I also think it has something to do with a sense of releasing guilt-free rage.
We'll try not to do too much couch psychology here, but villains are only satisfying when they're caricatures. Blast bugs in Starship Troopers, everything's great, no one cares about bugs. Shoot Nazi henchmen in Indy films, you're still on pretty good ground...Nazis are understandably well into "villain" territory, occasionally you might get a glimpse of their lives or back stories but generally they're faceless in fiction. But the more you assign motivations, backstories, families to people, the more complicated things get. Zombies, on the other hand, are a completely guilt free yet human-shaped enemy. You can hack as many as you want and never be faced with a picture of the enemy's children in his wallet (or if you do, you at least feel like you did them a favour by putting him to rest).
It rewards the strong.
This one's a bit of a mentality thing, and linked to the one above. I think sometimes people feel like civilisation devalues certain qualities (and, if those are the qualities they have, they'll be annoyed). If you're an aggressive, "hunter-type" guy (which is in no way me, just to get that out of the way), the things you excel at tend to be the things that are automated or dead in civilisation. Meat production is automated. The army is certainly an option but, as unstable as the world is, most countries spend not much time in armed conflict. The police force is an option but arguably that requires less aggression and more people skills. Otherwise you've got...erm, a boxing career? In the zombie apocalypse on the other hand, suddenly you're back in vogue. Your combat skills and protective nature are relevant again. And the nerds are useless because there's no computers (as a legal nerd, I have a feeling zombies do not respond to subpoenas). Hunting deer was good practice anyway, and it was never very satisfying when you'd end up passing two supermarkets on the way home...

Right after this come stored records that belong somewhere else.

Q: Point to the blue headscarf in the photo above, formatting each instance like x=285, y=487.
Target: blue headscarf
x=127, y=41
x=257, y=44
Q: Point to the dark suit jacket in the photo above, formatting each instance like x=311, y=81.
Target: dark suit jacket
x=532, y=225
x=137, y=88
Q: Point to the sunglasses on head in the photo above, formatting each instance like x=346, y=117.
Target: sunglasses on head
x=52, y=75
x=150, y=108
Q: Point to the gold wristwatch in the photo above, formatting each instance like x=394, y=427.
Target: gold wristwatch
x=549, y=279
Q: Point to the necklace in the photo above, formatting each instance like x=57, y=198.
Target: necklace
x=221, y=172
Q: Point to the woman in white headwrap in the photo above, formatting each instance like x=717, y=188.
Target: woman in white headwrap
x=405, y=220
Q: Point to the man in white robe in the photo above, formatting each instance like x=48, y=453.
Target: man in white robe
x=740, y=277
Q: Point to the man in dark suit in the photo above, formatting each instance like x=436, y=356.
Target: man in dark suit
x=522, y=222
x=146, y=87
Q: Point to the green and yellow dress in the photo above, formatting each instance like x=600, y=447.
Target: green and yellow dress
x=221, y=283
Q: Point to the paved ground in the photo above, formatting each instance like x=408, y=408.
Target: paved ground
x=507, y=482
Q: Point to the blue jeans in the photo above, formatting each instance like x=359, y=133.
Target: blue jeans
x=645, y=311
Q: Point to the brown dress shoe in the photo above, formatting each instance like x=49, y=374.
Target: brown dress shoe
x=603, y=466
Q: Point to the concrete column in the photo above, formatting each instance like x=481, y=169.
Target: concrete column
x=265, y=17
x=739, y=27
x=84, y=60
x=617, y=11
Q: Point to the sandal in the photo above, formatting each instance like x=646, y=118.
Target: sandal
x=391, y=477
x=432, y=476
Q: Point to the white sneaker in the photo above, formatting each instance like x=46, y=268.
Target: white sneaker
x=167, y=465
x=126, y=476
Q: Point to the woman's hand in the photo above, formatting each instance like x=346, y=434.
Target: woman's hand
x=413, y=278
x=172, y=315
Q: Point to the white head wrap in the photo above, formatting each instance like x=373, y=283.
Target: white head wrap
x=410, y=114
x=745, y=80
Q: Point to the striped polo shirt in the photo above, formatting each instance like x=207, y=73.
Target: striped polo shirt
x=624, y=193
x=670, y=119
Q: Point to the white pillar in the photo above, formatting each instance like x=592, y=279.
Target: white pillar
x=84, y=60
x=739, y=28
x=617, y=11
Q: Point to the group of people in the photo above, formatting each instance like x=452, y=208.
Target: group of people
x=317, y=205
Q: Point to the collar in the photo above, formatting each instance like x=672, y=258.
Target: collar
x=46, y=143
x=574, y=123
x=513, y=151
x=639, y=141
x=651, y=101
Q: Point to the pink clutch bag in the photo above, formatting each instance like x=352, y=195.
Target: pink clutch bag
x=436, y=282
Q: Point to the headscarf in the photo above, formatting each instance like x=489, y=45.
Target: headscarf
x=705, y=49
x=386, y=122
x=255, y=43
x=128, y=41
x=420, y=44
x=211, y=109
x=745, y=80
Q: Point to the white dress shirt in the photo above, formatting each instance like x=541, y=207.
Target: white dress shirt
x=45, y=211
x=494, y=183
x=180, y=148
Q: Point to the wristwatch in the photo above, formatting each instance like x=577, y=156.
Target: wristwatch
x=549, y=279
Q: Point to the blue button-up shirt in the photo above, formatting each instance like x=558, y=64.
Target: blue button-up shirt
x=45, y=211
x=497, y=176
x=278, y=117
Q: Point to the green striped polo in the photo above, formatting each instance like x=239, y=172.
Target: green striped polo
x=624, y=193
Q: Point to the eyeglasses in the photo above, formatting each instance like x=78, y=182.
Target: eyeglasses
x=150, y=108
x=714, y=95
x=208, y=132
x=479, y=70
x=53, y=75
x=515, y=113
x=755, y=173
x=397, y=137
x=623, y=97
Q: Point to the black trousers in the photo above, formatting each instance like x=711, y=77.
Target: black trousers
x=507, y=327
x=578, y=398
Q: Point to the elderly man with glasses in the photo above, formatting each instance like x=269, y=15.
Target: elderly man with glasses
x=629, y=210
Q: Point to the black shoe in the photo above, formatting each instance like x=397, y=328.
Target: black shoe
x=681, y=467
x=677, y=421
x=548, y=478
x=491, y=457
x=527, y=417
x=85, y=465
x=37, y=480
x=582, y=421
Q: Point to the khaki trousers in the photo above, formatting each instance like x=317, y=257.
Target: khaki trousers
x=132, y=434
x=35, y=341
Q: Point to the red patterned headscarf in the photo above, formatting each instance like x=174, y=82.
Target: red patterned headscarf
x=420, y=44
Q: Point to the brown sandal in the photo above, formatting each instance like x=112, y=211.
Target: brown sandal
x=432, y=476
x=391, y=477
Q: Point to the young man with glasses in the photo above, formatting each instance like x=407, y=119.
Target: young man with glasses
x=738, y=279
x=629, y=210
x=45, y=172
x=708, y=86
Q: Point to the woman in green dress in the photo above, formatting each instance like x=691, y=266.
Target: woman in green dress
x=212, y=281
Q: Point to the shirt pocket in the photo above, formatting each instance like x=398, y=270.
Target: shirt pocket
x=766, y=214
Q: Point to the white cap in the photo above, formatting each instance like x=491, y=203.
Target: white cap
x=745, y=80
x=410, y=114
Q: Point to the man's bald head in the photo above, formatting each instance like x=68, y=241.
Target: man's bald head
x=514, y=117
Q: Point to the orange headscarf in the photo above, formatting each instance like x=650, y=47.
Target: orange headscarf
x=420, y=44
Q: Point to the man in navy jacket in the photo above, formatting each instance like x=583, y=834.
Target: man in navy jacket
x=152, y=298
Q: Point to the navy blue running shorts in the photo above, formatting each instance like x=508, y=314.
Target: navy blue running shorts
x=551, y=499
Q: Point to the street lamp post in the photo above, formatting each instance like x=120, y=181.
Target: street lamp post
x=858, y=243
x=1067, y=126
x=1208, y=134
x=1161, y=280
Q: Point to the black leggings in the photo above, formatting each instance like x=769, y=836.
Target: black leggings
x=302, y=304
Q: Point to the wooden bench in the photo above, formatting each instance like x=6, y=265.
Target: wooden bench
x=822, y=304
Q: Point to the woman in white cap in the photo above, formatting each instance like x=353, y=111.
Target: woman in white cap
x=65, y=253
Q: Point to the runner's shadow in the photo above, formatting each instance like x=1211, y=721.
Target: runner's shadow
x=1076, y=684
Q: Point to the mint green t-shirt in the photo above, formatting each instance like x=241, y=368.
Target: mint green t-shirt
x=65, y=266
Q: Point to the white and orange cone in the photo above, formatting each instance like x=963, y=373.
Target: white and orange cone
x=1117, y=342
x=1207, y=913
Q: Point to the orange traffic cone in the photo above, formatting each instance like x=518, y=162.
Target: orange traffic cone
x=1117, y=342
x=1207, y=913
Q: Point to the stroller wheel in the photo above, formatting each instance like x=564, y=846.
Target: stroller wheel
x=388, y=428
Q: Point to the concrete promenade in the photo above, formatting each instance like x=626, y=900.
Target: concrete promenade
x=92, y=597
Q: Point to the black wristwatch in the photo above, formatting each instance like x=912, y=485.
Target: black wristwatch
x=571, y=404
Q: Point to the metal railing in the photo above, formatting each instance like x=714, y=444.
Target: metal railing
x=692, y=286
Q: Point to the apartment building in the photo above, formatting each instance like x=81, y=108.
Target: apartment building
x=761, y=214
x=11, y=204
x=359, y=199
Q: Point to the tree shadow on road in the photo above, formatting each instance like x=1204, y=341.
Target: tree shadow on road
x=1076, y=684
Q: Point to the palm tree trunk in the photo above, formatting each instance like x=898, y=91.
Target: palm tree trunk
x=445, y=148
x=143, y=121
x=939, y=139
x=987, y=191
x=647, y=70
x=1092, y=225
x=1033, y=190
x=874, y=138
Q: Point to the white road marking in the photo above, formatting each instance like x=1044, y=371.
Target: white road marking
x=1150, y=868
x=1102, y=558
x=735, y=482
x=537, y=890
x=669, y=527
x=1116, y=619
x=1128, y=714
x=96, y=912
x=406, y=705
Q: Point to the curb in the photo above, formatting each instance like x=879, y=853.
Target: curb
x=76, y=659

Zombies kill the annoying.
Often the best part of slasher movies is the less-than-ideal kids dying first and early, so the virginal, virtuous final girl can come out on top in the end. In the same way, zombies in movies have a tendency to reward honour and loyalty, that sort of thing. The assholes die early. Which is good for us because we usually picture ourselves as one of the survivors in the zombie apocalypse (when in all honesty I'd probably be one of those guys that falls over while running and gets surrounded, but who pictures that?).
I could go on but I don't want to hog the subject matter. The question is: why do you love the zombie apocalypse?